Detrás de mí, escuché pasos lentos e inseguros. Mario caminó lentamente hacia la cocina; al cruzar el umbral, sus ojos se llenaron de gruesas lágrimas. El hombre demacrado, al que el dolor había destruido, se detuvo en seco. Su mirada recorrió las paredes de adobe que alguna vez había construido con sus propias manos junto al amor de su vida.

Vio su antigua casa llena de vida nuevamente. Vio a la cabra Serena, a la que creía muerta, viva y sana, alimentando a 2 pequeños inocentes. El impacto emocional en el rostro de Mario fue abrumador. El lugar que había abandonado como un cementerio de recuerdos rotos ahora era un santuario de supervivencia y esperanza.

Serena lo reconoció al instante. Soltó un suave balido y caminó hacia Mario, frotándole el hocico contra la rodilla, como perdonándolo por su largo abandono. El tiempo pareció detenerse en esa cocina rústica. El hombre duro y roto se arrodilló en el suelo de tierra, abrazó el cuello del animal y lloró todo el dolor que había guardado durante 15 meses de soledad. Sus sollozos resonaron profundamente, un luto contenido que finalmente explotaba, liberándolo de la culpa que lo había carcomido en la ciudad lejana.

Yo lo observé en silencio, acunando a mis gemelos, comprendiendo sin necesidad de palabras el abismo de desesperación del que ese hombre venía regresando. Ambos éramos náufragos que la vida había dejado a la deriva, aferrándonos a los restos de nuestra existencia.

Ese día, la tragedia se transformó en un verdadero milagro.

La tormenta había pasado, llevándose consigo la maldad de Artemio y la crueldad de la mujer que me había abandonado a mi suerte. Mario encontró en esos dos bebés y en mí la familia que la muerte le había arrebatado cruelmente. No me echó a la calle; no nos vio como intrusos, sino como el propósito que necesitaba para volver a sentir que su vida valía la pena. Con lágrimas en los ojos, me entregó las llaves del rancho y me nombró administrador oficial, quedándose él a vivir en la propiedad para ver crecer a los niños como si fuera su propio abuelo. Me enseñó a trabajar la tierra, a cuidar a los animales, y juntos reconstruimos el techo y las paredes, llenando el lugar de risas infantiles.
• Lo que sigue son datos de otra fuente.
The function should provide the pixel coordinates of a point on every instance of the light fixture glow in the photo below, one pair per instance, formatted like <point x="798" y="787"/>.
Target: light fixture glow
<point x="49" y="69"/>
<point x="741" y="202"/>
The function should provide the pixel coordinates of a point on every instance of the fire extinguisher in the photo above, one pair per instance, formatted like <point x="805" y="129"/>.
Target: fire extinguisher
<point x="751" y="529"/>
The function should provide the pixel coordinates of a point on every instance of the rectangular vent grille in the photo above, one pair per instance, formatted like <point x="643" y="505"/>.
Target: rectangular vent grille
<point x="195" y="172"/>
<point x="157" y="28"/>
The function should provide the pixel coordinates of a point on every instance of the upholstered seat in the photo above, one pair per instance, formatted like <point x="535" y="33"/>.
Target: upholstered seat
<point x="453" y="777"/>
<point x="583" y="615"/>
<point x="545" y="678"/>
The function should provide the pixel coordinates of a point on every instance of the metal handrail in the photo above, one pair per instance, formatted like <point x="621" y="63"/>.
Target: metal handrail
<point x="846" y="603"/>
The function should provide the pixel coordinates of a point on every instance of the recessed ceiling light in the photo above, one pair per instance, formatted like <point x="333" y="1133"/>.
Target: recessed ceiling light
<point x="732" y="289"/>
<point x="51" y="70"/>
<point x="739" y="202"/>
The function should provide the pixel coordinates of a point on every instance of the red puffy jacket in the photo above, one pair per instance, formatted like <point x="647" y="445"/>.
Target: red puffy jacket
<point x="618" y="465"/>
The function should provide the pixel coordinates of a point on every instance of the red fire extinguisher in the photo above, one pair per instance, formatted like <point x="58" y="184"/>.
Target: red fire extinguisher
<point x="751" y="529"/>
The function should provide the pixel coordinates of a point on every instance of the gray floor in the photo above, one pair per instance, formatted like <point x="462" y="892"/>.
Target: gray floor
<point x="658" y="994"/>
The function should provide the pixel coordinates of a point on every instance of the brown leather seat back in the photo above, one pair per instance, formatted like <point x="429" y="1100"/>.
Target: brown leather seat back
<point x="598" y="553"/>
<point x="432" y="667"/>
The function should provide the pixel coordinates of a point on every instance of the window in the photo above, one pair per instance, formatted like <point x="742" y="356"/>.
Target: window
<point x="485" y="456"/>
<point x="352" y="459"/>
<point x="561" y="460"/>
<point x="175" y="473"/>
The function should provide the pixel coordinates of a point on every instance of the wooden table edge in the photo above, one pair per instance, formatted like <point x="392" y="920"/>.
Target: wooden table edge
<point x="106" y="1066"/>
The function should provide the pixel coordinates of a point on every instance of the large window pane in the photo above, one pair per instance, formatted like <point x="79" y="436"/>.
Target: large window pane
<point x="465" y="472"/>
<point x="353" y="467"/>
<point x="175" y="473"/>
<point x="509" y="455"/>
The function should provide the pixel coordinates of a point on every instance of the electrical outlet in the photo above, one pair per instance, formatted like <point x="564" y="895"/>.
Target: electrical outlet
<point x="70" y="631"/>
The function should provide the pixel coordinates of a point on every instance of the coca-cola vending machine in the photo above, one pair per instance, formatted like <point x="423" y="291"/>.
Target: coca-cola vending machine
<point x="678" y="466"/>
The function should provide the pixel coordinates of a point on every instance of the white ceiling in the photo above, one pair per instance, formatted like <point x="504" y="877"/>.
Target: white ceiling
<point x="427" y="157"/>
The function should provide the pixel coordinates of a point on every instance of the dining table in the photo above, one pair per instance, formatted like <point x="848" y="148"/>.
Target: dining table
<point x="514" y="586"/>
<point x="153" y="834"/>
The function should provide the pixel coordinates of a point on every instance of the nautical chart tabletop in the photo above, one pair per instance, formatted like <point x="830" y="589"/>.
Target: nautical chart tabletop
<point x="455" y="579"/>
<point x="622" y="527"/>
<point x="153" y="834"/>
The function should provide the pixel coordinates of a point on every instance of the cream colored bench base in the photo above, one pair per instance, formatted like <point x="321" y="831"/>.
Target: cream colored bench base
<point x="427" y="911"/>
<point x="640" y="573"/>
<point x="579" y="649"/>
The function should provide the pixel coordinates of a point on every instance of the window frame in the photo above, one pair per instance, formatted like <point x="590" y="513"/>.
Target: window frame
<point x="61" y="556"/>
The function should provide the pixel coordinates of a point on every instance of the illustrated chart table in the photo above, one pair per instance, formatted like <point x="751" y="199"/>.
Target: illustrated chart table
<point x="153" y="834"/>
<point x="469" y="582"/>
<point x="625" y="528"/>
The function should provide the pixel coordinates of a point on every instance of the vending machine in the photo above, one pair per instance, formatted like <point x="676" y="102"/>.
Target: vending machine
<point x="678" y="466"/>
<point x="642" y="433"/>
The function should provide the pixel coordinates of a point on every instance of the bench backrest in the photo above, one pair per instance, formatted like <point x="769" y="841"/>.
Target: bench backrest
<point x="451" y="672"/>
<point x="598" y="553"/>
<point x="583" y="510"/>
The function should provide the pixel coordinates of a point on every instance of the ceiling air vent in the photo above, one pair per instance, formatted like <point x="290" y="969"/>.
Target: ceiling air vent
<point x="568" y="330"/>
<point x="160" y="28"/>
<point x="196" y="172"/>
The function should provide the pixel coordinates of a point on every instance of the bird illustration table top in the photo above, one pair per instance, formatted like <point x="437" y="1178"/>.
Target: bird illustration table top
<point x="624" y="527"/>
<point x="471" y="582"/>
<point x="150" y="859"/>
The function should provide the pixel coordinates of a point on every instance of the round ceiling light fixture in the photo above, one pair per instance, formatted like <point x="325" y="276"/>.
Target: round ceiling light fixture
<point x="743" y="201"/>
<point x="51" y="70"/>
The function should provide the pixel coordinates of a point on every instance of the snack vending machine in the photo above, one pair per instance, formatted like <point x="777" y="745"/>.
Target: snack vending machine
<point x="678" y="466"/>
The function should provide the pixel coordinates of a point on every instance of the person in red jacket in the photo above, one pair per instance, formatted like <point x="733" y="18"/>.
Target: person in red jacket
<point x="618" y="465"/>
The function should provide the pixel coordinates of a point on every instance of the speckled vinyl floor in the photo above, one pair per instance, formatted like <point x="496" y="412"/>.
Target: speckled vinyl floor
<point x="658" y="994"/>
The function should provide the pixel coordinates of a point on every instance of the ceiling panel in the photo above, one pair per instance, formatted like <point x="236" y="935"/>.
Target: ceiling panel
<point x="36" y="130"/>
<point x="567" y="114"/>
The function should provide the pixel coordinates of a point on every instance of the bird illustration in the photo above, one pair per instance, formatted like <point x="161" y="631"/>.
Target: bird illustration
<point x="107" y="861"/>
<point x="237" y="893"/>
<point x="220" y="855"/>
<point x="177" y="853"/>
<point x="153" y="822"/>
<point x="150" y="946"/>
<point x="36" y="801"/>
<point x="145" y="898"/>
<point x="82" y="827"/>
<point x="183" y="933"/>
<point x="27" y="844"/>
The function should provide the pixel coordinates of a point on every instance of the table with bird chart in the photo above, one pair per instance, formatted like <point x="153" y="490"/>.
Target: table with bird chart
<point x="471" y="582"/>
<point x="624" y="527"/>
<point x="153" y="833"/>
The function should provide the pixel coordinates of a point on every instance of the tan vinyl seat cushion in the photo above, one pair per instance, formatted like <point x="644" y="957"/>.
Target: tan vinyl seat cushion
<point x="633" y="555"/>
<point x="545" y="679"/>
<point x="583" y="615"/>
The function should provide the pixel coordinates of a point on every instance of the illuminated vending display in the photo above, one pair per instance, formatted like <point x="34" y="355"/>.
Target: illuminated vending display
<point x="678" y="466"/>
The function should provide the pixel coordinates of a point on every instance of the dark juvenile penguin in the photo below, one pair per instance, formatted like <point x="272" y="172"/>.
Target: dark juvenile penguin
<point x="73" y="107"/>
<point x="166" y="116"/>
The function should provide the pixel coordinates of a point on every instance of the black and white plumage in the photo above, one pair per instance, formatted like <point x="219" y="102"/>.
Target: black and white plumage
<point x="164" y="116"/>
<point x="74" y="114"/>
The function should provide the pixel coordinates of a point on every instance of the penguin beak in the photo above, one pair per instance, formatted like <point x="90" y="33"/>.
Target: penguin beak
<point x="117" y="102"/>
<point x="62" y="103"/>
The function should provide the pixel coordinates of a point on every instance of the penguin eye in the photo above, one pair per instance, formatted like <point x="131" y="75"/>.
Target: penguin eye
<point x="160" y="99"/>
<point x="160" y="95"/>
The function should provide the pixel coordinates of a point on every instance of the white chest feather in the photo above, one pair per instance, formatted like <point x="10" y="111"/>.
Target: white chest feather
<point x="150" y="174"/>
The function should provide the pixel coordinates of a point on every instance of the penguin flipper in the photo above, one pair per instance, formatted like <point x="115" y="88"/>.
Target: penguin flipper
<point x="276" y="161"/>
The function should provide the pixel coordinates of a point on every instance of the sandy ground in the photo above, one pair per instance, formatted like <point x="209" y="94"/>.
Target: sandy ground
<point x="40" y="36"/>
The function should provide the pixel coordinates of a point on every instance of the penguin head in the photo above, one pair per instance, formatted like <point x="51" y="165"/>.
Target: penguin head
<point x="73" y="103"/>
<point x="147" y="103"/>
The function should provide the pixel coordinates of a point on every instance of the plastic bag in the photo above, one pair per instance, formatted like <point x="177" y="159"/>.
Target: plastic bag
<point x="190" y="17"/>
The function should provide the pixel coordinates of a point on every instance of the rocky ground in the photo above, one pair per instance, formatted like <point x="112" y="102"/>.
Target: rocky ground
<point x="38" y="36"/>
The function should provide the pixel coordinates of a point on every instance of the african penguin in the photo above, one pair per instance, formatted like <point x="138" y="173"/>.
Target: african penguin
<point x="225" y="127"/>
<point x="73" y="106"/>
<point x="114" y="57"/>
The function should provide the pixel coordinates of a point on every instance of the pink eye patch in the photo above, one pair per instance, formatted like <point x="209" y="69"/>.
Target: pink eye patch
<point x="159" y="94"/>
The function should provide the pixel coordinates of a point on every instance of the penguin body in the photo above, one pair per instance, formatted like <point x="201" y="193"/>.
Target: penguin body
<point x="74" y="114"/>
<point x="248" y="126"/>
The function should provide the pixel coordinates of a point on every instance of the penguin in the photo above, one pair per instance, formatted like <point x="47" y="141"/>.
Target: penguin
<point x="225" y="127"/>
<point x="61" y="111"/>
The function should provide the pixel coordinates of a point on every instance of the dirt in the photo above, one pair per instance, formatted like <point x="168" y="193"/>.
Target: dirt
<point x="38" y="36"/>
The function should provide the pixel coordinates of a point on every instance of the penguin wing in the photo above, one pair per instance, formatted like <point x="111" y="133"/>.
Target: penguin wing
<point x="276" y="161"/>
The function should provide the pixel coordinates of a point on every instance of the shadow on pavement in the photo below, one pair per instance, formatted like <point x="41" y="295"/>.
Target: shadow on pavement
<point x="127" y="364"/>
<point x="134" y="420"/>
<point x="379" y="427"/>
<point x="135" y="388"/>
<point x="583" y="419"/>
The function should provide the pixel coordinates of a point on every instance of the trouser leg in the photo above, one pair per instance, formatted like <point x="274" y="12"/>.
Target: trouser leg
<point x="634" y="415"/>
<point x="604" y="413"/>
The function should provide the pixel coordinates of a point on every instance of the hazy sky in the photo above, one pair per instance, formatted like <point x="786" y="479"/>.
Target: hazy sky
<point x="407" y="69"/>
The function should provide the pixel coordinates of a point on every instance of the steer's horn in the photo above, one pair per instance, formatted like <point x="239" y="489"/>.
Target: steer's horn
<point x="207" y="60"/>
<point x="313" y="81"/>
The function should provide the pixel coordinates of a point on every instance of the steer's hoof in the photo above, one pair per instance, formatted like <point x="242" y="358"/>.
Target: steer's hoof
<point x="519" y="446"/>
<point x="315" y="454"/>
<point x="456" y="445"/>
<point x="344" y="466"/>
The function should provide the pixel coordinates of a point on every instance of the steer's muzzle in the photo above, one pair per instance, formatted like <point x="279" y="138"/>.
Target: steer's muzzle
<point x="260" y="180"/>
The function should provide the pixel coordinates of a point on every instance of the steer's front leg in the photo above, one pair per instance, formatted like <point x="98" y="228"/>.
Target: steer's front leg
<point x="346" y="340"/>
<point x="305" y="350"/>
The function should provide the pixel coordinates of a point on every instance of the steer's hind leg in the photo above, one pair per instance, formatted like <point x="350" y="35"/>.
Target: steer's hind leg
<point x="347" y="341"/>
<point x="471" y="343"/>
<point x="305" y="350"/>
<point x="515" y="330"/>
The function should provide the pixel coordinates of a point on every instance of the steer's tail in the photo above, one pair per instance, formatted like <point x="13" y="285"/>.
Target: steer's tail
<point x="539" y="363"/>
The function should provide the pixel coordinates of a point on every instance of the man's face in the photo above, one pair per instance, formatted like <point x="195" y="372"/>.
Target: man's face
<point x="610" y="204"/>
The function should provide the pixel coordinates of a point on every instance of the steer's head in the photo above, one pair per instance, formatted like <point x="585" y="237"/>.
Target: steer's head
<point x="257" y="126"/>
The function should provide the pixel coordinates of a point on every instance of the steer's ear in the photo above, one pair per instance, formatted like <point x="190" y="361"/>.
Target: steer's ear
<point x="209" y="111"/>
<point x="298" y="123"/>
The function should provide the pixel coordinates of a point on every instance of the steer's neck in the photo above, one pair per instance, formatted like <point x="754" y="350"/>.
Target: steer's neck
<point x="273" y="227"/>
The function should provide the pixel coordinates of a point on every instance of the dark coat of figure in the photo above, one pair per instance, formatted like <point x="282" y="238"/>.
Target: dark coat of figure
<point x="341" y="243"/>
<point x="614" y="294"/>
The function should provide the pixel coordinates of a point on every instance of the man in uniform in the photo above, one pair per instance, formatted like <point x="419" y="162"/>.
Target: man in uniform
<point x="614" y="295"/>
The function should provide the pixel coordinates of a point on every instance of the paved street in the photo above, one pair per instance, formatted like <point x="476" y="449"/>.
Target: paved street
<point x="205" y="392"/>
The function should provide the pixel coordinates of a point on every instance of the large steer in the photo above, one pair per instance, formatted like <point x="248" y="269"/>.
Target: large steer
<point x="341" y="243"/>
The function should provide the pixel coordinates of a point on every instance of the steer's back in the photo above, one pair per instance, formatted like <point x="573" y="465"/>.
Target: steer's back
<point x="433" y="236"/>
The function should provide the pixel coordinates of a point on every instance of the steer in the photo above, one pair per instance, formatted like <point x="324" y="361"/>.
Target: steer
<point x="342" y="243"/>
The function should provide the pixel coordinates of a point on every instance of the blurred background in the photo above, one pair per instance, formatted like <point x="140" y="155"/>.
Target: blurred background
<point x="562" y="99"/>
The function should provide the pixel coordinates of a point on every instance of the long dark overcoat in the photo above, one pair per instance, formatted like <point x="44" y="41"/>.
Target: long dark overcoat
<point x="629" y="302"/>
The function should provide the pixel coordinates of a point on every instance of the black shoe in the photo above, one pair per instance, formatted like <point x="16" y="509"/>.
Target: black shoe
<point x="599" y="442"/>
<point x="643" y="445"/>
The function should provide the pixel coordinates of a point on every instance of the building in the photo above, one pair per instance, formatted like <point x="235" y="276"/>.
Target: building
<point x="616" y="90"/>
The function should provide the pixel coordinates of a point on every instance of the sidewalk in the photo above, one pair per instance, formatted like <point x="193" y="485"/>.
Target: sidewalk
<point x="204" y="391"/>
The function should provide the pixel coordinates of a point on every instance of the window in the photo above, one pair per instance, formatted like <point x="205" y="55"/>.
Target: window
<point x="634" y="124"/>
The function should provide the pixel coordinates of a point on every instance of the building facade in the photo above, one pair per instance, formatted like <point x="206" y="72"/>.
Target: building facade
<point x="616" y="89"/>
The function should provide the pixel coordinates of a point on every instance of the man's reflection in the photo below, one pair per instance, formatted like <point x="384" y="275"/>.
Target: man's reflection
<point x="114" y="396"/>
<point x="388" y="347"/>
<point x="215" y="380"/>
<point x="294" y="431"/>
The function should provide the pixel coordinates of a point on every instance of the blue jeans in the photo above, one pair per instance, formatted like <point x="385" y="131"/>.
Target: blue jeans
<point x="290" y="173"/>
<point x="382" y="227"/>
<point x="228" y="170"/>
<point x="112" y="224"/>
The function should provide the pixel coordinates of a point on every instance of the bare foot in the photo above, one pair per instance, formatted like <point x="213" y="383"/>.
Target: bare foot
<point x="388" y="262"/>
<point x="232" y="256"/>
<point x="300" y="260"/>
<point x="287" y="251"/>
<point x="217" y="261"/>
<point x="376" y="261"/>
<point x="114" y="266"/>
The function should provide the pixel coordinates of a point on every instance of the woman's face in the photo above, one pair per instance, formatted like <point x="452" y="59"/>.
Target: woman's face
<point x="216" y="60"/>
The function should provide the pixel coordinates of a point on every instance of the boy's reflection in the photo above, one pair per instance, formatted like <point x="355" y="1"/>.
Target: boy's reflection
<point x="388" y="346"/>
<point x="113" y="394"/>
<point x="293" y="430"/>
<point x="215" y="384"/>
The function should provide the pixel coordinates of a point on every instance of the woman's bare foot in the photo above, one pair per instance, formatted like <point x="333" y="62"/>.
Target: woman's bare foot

Pero los milagros de ese día no terminaron ahí. Jimena, la valiente repartidora, ya no se fue de ese rancho. Ella, la mujer de mirada franca y manos fuertes que había conducido 80 kilómetros arriesgando su vida y su trabajo para salvar a un desconocido, estacionó su camioneta de forma permanente, encontrando en mí a un hombre digno de su amor. Con el tiempo, sus manos callosas fueron las que sostuvieron las mías en la oscuridad, sanando mis propias cicatrices de traición.

Mirando hacia el pasado, cuando veo a mis hijos correr bajo el sol por el patio de tierra, persiguiendo a una cabra blanca, sé que nuestra historia no es solo de supervivencia. En los lugares más olvidados por el mundo, donde parece que solo existe la crueldad, a veces Dios reúne a los que lo han perdido todo para que, juntos, construyan una familia inquebrantable.

Y ahí estábamos nosotros. Inquebrantables. Unidos no por la sangre que nos abandonó, sino por el barro, el polvo y el amor feroz que nace cuando dos almas rotas deciden curarse juntas frente a la adversidad. Ya no soy el muchacho de 23 años destrozado por el mundo; soy el padre que luchó contra todo un sistema, respaldado por una familia que me demostró que el amor verdadero no siempre es el que te juran al nacer, sino el que se queda a tu lado cuando todo lo demás se quema. Y eso es algo que ni el poder más oscuro pudo destruir.